Pioneer Natural Resources Company is an independent oil and gas exploration and production company with operations in the United States and South Africa. Pioneer is a holding company whose assets consist of direct and indirect ownership interests in, and whose business is conducted substantially through, its subsidiaries. The company sells homogenous oil, natural gas liquid and gas units. The Company provides administrative, financial, legal and management support to United States and South Africa subsidiaries that explore for, develop and produce proved reserves. The company’s continuing operations are principally located in the United States in the states of Texas, Kansas, Colorado and Alaska.
To review potential trading opportunities with Pioneer’s stock, please take a look at the 1-year chart of PXD (Pioneer Natural Resources Company) below with my added notations:
After trending higher since October, PXD has formed what appears to be a Double Top price pattern (red). Double Tops are reversal patterns and are as simple as they sound: Rallying up to a point (T), selling off to a support, and then rallying back up again to approximately the same top (T). As with any price pattern, a confirmation of the pattern is needed. PXD would confirm this pattern by breaking the $100 support (navy) that has been created by the Double Top pattern.
Keep in mind that simple is usually better. Had I never pointed out the Double Top pattern, one would still think this stock is moving lower if it simply broke through the $100 support level.
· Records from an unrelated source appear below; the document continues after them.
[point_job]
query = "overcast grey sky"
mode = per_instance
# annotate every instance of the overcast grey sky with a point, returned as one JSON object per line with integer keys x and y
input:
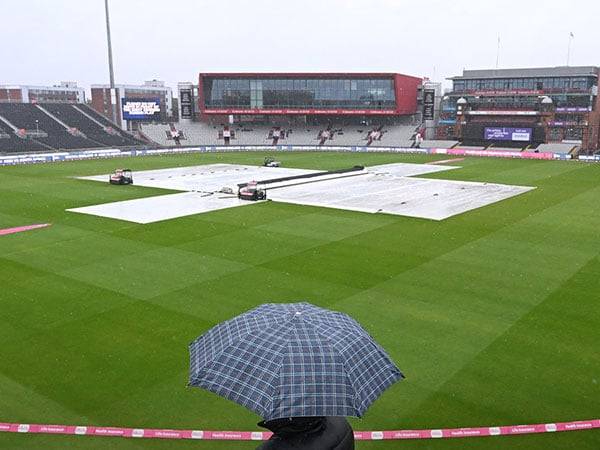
{"x": 46, "y": 41}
So, whether you noticed the pattern or not, the trade would still be the same.
The Tale of the Tape: PXD has formed a Double Top price pattern with a $100 support level. Although a long trade could be entered on a pullback to the $100, the price pattern seems to imply an impending break of support. If that happens, a short trade should be placed with a stop set above $100.
Before making any trading decision, decide which side of the trade you believe gives you the highest probability of success. Do you prefer the short side of the market, long side, or do you want to be in the market at all? If you haven’t thought about it, review the overall indices themselves. For example, take a look at the S&P 500. Is it trending higher or lower? Has it recently broken through a key resistance or support level? Making these decisions ahead of time will help you decide which side of the trade you believe gives you the best opportunities.
No matter what your strategy or when you decide to enter, always remember to use protective stops and you’ll be around for the next trade. Capital preservation is always key!